La guerre fantôme d’Israël contre la CPI, entre menaces et surveillance
Pressions, écoutes téléphoniques, intimidations et même menaces physiques : pour éviter que ses dirigeants ne se retrouvent dans le collimateur de la Cour pénale internationale (CPI), Israël mène depuis dix ans une véritable guerre de l’ombre contre cette institution. C’est ce que révèle une enquête du quotidien britannique Le gardien et le site d’information israélien +972, publié mardi 28 mai, dont Le monde a pu recouper les principaux enseignements de ses propres sources. De la « allégations fausses et infondées »selon la réponse du bureau du Premier ministre israélien au quotidien britannique.

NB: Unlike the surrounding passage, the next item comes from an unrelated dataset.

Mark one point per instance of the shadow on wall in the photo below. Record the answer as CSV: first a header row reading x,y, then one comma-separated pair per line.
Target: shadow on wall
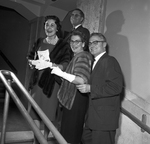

Si elles ont probablement ralenti l’action des magistrats, saisis des crimes commis par Israël dans les territoires occupés depuis 2015, ces actions clandestines n’ont pas réussi à dissuader la Cour de se pencher sur le conflit en cours à Gaza. Le 20 mai, le procureur Karim Khan a demandé aux juges d’émettre des mandats d’arrêt contre le Premier ministre Benjamin Netanyahu et son ministre de la Défense, Yoav Gallant, pour crimes contre l’humanité et crimes de guerre. Des mesures similaires, pour les mêmes raisons, étaient nécessaires pour trois dirigeants du Hamas, dont Yahya Sinouar, le cerveau de l’attentat du 7 octobre 2023.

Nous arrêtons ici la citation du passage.